Speaking in Beijing at the launch of restructured China Orient Asset Management Co Ltd (中國東方資產管理公司), a bad-loan manager backed by the Chinese Ministry of Finance and the National Council for Social Security Fund, Fan pointed at how the weakening economy had caused corporate leverage ratios and nonperforming loans to climb.
“All these require the financial management companies to play important roles in managing nonperforming assets, melting the risk and reducing the leverage,” Fan said, referring to bad loan managers.
China Orient Asset was restructured as a joint stock company earlier this year, with plans to seek strategic investors and an eventual public listing.
It was formed along with three other taxpayer-funded asset management firms during the banking crisis of the late 1990s to dispose of nonperforming loans. They ended up buying about 1.4 trillion yuan (US$208 billion at the current exchange rate) of bad loans from banks at face value, thereby protecting lenders from losses and relieving state-owned enterprises of their debt burdens.

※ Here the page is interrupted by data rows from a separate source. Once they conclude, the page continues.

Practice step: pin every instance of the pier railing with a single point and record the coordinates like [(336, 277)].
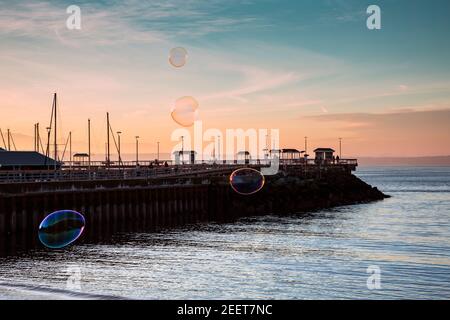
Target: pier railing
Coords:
[(147, 170)]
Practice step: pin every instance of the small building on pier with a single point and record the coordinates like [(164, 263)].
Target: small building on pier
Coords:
[(324, 155), (243, 157), (26, 160), (182, 157), (288, 156)]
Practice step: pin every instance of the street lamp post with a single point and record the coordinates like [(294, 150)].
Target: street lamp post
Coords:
[(118, 141), (182, 149), (137, 150), (157, 158)]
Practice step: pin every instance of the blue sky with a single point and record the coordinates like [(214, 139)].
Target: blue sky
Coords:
[(295, 65)]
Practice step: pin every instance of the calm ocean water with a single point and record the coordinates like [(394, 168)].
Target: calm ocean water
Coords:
[(319, 256)]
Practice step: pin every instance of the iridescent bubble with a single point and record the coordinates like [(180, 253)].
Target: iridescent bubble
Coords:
[(185, 111), (178, 57), (61, 228), (247, 181)]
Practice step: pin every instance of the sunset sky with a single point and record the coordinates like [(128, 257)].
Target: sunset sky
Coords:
[(308, 68)]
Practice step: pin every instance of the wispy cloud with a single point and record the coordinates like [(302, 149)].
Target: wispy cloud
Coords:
[(128, 21)]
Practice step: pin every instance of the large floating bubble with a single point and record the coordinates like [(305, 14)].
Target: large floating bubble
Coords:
[(247, 181), (185, 111), (178, 57), (61, 228)]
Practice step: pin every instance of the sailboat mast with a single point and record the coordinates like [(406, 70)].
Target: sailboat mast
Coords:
[(107, 131), (55, 133)]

That amount is about the same as the nonperforming loans China’s banks reported in June, figures from the industry regulator show.
While the official bad loan ratio held at 1.75 percent in the second quarter after increasing for almost three years, economists, including central bank adviser Huang Yiping (黃益平), have said China underestimates banks’ soured loans.
The Chinese State Council stepped up its fight against excessive leverage last week when it issued guidelines to reduce corporate debt and said it would not bear final responsibility for borrowing by companies.